Grace remembered Mother’s impending visit, and clapped a hand to her mouth. “Oh, God, she’ll be here in two weeks!”

“Are you going to tell her?”

Grace thought for a moment, then said, “I have to. But I have a feeling she might already know—even if it’s only deep down.”

“Does this mean you’re planning to revise your book?” His expression gave away only a hint of the expectation he had to be feeling.

She put her hand on Jack’s knee, feeling more steady than she had in the past several hours. “Yes,” she told him. “Not because it’ll help Cadogan—and don’t get me wrong, because I
do
want what’s best for you, too—but for me. I think, in some ways, I’ve always known there was something missing from our perfect family portrait. I didn’t know what it was, but that didn’t stop me from looking. Maybe that’s what made me decide to write this book in the first place.”

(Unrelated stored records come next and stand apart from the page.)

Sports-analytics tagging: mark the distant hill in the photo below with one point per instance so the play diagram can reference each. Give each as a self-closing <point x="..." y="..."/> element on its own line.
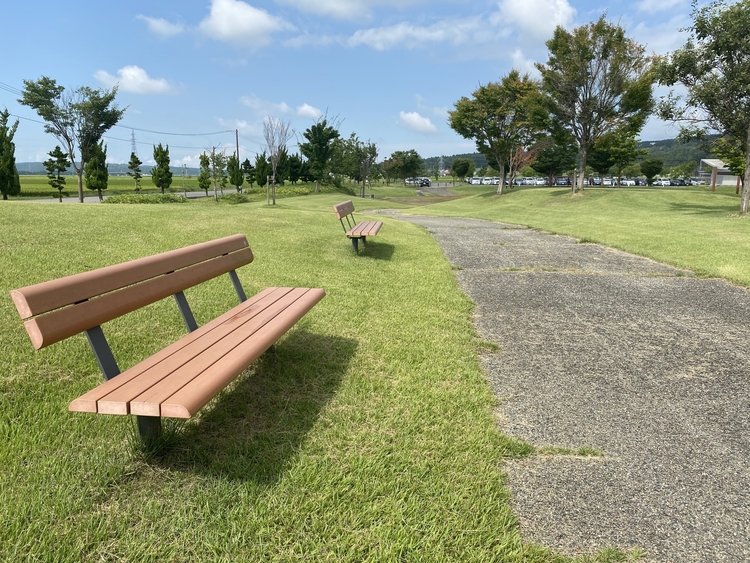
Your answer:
<point x="37" y="168"/>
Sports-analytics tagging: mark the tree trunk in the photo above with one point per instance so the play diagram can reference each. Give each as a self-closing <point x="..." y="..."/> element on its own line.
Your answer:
<point x="746" y="182"/>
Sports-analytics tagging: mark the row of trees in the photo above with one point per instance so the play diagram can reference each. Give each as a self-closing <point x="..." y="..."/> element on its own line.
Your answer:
<point x="595" y="95"/>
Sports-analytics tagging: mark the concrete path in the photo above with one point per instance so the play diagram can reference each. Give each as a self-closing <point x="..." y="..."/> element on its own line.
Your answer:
<point x="635" y="359"/>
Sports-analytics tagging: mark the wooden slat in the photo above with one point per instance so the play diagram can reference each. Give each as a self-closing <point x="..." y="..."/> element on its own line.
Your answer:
<point x="47" y="296"/>
<point x="206" y="346"/>
<point x="365" y="229"/>
<point x="88" y="401"/>
<point x="343" y="209"/>
<point x="193" y="396"/>
<point x="149" y="403"/>
<point x="58" y="325"/>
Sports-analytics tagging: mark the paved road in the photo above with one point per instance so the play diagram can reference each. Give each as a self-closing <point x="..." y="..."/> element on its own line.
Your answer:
<point x="642" y="362"/>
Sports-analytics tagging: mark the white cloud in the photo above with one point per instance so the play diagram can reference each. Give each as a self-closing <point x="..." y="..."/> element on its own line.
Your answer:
<point x="162" y="27"/>
<point x="537" y="18"/>
<point x="263" y="107"/>
<point x="306" y="110"/>
<point x="240" y="23"/>
<point x="415" y="122"/>
<point x="134" y="79"/>
<point x="345" y="9"/>
<point x="651" y="7"/>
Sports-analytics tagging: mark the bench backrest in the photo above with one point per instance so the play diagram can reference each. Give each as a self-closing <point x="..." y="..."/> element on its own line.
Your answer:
<point x="61" y="308"/>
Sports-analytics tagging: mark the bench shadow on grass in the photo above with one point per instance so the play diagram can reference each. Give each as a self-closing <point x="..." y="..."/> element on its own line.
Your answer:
<point x="377" y="250"/>
<point x="254" y="429"/>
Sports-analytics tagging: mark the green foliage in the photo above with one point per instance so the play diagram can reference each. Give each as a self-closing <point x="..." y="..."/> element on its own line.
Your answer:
<point x="319" y="147"/>
<point x="503" y="118"/>
<point x="9" y="181"/>
<point x="161" y="175"/>
<point x="77" y="121"/>
<point x="95" y="169"/>
<point x="651" y="168"/>
<point x="204" y="176"/>
<point x="598" y="80"/>
<point x="56" y="165"/>
<point x="236" y="175"/>
<point x="134" y="170"/>
<point x="148" y="199"/>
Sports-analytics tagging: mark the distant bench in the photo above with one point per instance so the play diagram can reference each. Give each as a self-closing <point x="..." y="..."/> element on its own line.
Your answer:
<point x="179" y="380"/>
<point x="355" y="231"/>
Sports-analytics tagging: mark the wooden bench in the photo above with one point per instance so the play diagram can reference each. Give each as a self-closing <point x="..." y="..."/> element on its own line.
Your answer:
<point x="355" y="231"/>
<point x="184" y="376"/>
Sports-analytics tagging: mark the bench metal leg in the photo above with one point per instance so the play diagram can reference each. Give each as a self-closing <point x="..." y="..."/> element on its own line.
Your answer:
<point x="149" y="429"/>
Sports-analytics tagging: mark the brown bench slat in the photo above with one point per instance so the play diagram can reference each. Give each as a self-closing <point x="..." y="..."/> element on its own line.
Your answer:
<point x="47" y="296"/>
<point x="365" y="229"/>
<point x="62" y="323"/>
<point x="88" y="401"/>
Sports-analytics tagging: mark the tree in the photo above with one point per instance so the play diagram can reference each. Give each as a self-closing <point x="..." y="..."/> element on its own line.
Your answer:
<point x="249" y="171"/>
<point x="460" y="167"/>
<point x="651" y="168"/>
<point x="56" y="165"/>
<point x="714" y="66"/>
<point x="161" y="175"/>
<point x="276" y="133"/>
<point x="134" y="166"/>
<point x="262" y="169"/>
<point x="236" y="176"/>
<point x="319" y="148"/>
<point x="598" y="80"/>
<point x="96" y="170"/>
<point x="10" y="183"/>
<point x="500" y="117"/>
<point x="204" y="176"/>
<point x="77" y="120"/>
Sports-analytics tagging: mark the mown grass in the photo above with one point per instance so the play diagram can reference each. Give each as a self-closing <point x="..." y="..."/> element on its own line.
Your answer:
<point x="691" y="228"/>
<point x="367" y="435"/>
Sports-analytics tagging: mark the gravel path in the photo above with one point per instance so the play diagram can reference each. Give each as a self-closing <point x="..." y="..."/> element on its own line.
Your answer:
<point x="635" y="359"/>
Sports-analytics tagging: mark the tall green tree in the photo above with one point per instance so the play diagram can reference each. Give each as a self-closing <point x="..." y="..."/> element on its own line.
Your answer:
<point x="134" y="171"/>
<point x="77" y="120"/>
<point x="96" y="170"/>
<point x="714" y="66"/>
<point x="319" y="147"/>
<point x="204" y="176"/>
<point x="57" y="164"/>
<point x="236" y="176"/>
<point x="501" y="117"/>
<point x="161" y="175"/>
<point x="10" y="183"/>
<point x="651" y="168"/>
<point x="598" y="80"/>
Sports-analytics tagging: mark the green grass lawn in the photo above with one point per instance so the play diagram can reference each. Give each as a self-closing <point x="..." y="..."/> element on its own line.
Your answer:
<point x="367" y="436"/>
<point x="691" y="228"/>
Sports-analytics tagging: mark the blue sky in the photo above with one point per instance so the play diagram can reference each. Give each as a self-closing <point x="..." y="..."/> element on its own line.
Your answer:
<point x="389" y="70"/>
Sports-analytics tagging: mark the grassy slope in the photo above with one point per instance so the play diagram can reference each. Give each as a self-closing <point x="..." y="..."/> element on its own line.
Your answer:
<point x="691" y="228"/>
<point x="368" y="436"/>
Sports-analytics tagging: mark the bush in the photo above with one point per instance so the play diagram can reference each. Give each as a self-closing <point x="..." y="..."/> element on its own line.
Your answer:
<point x="158" y="198"/>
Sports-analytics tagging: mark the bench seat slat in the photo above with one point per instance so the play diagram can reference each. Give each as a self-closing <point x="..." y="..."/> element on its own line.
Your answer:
<point x="62" y="323"/>
<point x="208" y="360"/>
<point x="365" y="229"/>
<point x="88" y="401"/>
<point x="47" y="296"/>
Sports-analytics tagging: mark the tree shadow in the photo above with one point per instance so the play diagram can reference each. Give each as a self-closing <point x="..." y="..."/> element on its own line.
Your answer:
<point x="377" y="250"/>
<point x="254" y="428"/>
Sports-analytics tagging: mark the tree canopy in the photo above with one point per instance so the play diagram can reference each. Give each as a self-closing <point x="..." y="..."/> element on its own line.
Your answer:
<point x="77" y="120"/>
<point x="598" y="80"/>
<point x="714" y="66"/>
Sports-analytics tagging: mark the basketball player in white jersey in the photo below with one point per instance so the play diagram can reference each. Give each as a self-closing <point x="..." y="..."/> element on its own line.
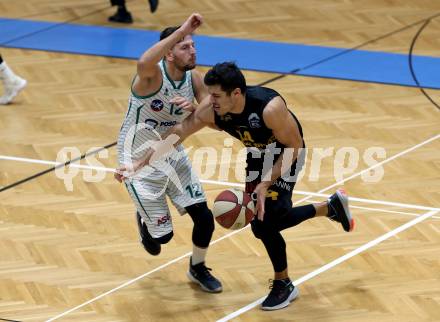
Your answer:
<point x="166" y="76"/>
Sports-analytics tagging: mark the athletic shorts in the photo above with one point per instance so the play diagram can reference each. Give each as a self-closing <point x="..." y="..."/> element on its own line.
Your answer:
<point x="149" y="194"/>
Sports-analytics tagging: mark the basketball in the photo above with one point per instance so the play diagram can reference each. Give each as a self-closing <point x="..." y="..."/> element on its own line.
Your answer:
<point x="233" y="209"/>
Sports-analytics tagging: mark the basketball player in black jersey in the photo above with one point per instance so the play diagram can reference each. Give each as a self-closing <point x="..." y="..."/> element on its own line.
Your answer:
<point x="260" y="119"/>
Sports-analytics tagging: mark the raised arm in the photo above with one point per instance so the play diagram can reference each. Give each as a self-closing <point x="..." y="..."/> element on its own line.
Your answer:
<point x="147" y="68"/>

Jack smiled. “I can’t help thinking of that Chinese curse: Be careful what you ask for—you might get it.”

Grace stood up. “I’d better be off. I told Chris I wouldn’t be gone long.”

“I’ll drive you, then.”

“Jack, you don’t have to—”

He hushed her with a kiss. “There have to be some things in life you can count on. I’m one of them.”

Can I really count on you?
Grace wondered. If both Win and her father—whom she had counted on and believed in the way she’d believed in the epistles taught to her in Catechism—could let her down so profoundly, then could she trust that Jack wouldn’t as well?

An hour later, as Grace was getting ready for bed, she paused in the midst of brushing her teeth, arrested by a startling thought:
Nola is more like me than Sissy is.
Shaken by the realization, she rinsed her mouth, and dropped her toothbrush onto the marble counter next to an apothecary jar filled with odds and ends—tiny jewel-like seashells, old marbles, buttons, sequins, and beads—she had picked up here and there over the years.

She stared at her reflection in the mirrored medicine cabinet, absently noting the paleness of her skin and the dark circles under her eyes. One word echoed in her head:
sister.
Now that the shock was beginning to wear off, she wondered what it would be like having Nola as a sister.